Filmmaker and long-time Hugo Chavez fan Oliver Stone is making a movie about the late Venezuelan leader, according to President Nicolas Maduro.
"Oliver Stone is making a very beautiful film about our commander Hugo Chavez... that he will likely finish in the next months," Maduro said on Thursday, at an event in the northwestern state of Lara.
"We are eager for its debut on the big screen in Venezuela," he said.
Maduro said that one of Stone's producers informed him about the film while on an official trip in Paris.
Chavez led Venezuela for 14 years until he died on March 5 after a long battle with cancer at the age of 58. A retired army lieutenant colonel, he died five months after being re-elected to a third six-year term in office.
Stone, 66, frequently has praised the outspoken Chavez, whom he interviewed for a 2009 documentary entitled "South of the Border," exploring Chavez's role in bottom-up change sweeping South America.
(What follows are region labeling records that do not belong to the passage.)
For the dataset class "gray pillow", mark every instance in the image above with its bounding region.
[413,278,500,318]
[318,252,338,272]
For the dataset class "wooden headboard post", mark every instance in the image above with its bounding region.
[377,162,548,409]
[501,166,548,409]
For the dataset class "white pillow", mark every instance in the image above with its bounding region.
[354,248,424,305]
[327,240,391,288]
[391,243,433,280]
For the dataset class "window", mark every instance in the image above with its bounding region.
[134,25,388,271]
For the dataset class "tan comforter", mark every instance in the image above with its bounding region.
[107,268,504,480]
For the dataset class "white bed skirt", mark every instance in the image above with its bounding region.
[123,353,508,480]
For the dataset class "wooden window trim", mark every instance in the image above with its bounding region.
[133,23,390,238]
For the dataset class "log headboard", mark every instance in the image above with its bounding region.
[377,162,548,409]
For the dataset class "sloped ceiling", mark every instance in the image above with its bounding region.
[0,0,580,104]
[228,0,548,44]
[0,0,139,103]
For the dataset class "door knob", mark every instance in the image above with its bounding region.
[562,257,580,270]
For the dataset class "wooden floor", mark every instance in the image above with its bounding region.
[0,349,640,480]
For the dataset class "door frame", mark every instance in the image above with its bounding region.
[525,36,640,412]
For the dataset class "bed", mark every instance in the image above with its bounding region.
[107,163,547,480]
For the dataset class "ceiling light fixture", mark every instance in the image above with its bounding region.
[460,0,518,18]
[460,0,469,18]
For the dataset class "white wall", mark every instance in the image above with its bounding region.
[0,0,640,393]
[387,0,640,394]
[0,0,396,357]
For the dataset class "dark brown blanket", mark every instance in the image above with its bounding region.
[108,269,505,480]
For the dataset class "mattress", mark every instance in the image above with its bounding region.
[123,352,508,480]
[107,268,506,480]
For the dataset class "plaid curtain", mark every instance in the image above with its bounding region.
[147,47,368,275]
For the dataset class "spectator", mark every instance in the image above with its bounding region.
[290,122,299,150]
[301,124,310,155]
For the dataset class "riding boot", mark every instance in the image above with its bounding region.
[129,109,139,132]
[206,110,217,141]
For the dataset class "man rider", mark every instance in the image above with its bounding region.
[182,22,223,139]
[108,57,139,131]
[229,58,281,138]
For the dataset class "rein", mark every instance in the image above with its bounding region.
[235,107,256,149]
Other leftist leaders interviewed in that film included Bolivia's Evo Morales and Ecuador's Rafael Correa.
Maduro said that Stone soon will visit Venezuela for the premiere of a film project on "the history of American imperialism."
The director, who has described his views as "progressive", is known for politically-angled productions that some critics dismiss as tendentious.
On his website, Stone describes some of his films as being "at deep odds with conventional myth."
His movies include "Platoon" — the first in his Vietnam trilogy — "JFK," "Natural Born Killers," and "Nixon."
He also directed "W." — an unflattering portrait of former US president George W. Bush — and the hit movies "Wall Street" and "Scarface."